Since Disney can’t double up on certain entities, “21st Century Fox will spinoff Fox Broadcasting Co., Fox Sports, Fox News, Fox Television Stations and a handful of other assets into a new company that will have revenue of $10 billion and earnings of about $2.8 billion. The 20th Century Fox lot in Century City will also remain with the spinoff Fox company.” So that means ESPN, ABC News, ABC, etc. stay with Disney.
So why make the purchase? First, Fox was going to be for sale no matter what. It was in debt and the Murdochs were no longer interested in managing a media conglomerate of Fox’s size. Meanwhile, Disney, reading the landscape correctly that content providers will be king in the decades to come, needed more content. They’re looking to increase their streaming footprint, and now they have 20th Century Fox movies and TV shows to provide both in terms of a back catalog and in terms of future projects. Additionally, Disney has acquired Fox’s share in Hulu, which makes Disney the majority owner of Hulu. This could set Hulu on the path to seriously challenging Netflix’s supremacy in the streaming space.
For the fanboys, yes, it also means that Disney would own the X-Men and Fantastic Four, thus bringing both into the Marvel Cinematic Universe.

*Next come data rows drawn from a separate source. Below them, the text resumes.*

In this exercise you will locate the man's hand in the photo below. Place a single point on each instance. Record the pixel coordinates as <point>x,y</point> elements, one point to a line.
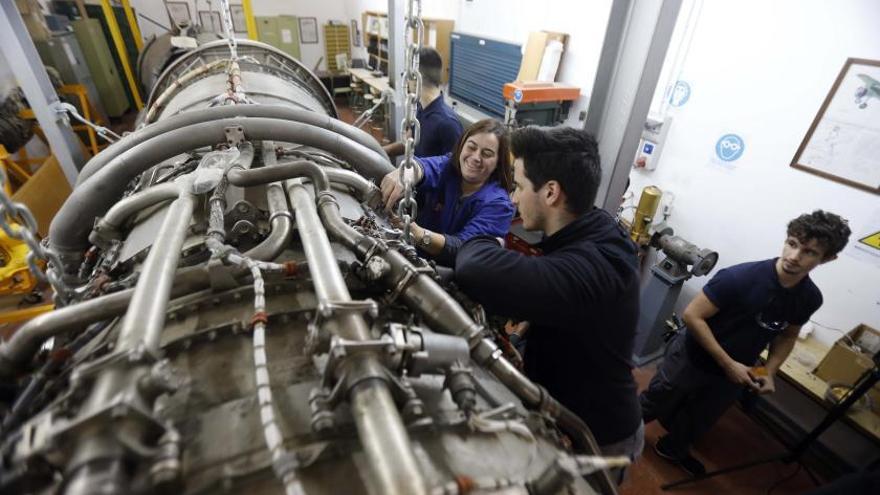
<point>740,374</point>
<point>766,384</point>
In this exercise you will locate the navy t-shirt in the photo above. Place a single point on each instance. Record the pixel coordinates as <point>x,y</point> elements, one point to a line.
<point>440,128</point>
<point>754,309</point>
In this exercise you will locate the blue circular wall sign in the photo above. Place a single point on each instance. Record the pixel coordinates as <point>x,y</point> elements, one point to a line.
<point>730,147</point>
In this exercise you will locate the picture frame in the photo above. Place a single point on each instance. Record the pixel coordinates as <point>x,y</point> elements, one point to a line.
<point>308,30</point>
<point>239,20</point>
<point>844,137</point>
<point>211,21</point>
<point>355,33</point>
<point>178,13</point>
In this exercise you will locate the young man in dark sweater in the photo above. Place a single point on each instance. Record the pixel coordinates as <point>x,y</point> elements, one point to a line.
<point>742,310</point>
<point>581,297</point>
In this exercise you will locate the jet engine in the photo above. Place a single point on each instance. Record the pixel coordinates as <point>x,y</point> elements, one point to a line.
<point>236,314</point>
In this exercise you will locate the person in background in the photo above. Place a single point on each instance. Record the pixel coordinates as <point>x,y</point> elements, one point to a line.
<point>460,195</point>
<point>741,310</point>
<point>440,127</point>
<point>581,297</point>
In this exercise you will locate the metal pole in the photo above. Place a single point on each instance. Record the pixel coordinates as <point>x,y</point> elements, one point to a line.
<point>20,53</point>
<point>625,98</point>
<point>396,61</point>
<point>132,24</point>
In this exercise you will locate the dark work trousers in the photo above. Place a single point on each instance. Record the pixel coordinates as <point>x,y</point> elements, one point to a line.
<point>685,399</point>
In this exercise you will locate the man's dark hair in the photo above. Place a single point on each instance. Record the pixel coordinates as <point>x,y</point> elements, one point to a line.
<point>830,230</point>
<point>564,154</point>
<point>430,66</point>
<point>503,172</point>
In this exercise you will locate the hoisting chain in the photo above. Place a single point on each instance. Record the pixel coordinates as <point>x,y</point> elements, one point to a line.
<point>18,222</point>
<point>407,210</point>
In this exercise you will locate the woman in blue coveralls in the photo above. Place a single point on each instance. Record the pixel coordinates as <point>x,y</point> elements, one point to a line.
<point>460,195</point>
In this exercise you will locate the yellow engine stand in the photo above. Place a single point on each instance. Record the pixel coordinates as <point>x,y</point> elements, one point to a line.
<point>15,277</point>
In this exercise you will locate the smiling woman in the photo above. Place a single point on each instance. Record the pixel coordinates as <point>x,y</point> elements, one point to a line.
<point>461,195</point>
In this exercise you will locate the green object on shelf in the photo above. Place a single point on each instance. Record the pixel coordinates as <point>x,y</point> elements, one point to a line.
<point>281,31</point>
<point>99,59</point>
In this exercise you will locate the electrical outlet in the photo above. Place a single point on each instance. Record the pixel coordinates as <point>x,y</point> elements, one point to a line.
<point>651,144</point>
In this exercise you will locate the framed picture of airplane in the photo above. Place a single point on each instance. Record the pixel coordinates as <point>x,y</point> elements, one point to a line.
<point>843,143</point>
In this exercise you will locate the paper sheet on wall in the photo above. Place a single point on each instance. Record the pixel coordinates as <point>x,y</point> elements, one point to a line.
<point>432,37</point>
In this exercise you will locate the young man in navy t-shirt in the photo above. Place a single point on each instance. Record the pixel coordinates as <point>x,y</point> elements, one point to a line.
<point>742,310</point>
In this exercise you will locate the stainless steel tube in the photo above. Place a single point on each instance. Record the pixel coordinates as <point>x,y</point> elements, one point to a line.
<point>145,318</point>
<point>69,230</point>
<point>209,114</point>
<point>444,314</point>
<point>280,218</point>
<point>134,204</point>
<point>380,428</point>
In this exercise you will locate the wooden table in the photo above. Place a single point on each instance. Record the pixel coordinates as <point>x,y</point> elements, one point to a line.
<point>802,377</point>
<point>378,85</point>
<point>361,74</point>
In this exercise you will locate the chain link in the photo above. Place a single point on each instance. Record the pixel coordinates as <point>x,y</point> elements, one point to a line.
<point>228,29</point>
<point>18,222</point>
<point>407,210</point>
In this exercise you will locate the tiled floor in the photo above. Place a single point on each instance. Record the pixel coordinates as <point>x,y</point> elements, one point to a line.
<point>735,439</point>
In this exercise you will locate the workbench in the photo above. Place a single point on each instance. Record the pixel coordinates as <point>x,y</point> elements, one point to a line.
<point>801,376</point>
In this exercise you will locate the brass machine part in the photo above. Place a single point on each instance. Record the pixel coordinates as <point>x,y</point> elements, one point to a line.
<point>644,216</point>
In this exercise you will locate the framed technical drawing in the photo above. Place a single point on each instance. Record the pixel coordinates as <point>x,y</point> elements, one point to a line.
<point>843,143</point>
<point>239,22</point>
<point>178,12</point>
<point>308,30</point>
<point>211,21</point>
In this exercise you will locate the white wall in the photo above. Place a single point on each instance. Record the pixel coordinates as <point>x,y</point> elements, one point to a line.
<point>761,70</point>
<point>513,20</point>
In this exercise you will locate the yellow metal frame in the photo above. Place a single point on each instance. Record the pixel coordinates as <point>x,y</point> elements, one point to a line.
<point>249,19</point>
<point>116,34</point>
<point>25,314</point>
<point>85,109</point>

Again, it will take about 18 months for the deal to get approved by the government and Marvel Studios already has their slate laid out to the end of Phase 3. Additionally, based on the reaction to X-Men: Dark Phoenix or New Mutants, it’s possible that Disney may want to keep Fox’s “continuity doesn’t matter” strategy intact. That being said, I wouldn’t be surprised if Doctor Doom became the new big bad of the MCU following the events of Avengers 4.
Additionally, Disney would now own all the Star Wars movies. They previously lacked the rights to A New Hope, but now the studio would own all the movies and could conceivably release non-special editions or 4K versions of every movie. Obviously, Star Wars is big business for Disney and they’re not going to let any part of the property go without maximizing its profits.
And yet despite these nice concessions, it all feels like a major loss for consumers. Hundreds of employees will probably lose their jobs due to redundancies, uber-wealthy people will become even wealthier, and now there’s one less studio where people can pitch competing properties. We don’t know yet know how Disney will manage Fox. Will Fox still be able to make R-rated movies? What happens to Fox Searchlight? Some may give Disney the benefit of the doubt and assume everything will be fine, they’ll do whatever they can to maximize profits, etc. But the fact of the matter is that corporate consolidation rarely benefits consumers.
There’s also the Fox side of the equation, and it will be interesting to see what the Murdochs do with Fox broadcasting (chances are it will be filled with reality TV and conservative-leaning news programs) or how they proceed from here. Additionally, there are consequences we just can’t know about a deal of this size, and we won’t have a better lay of the land for months to come.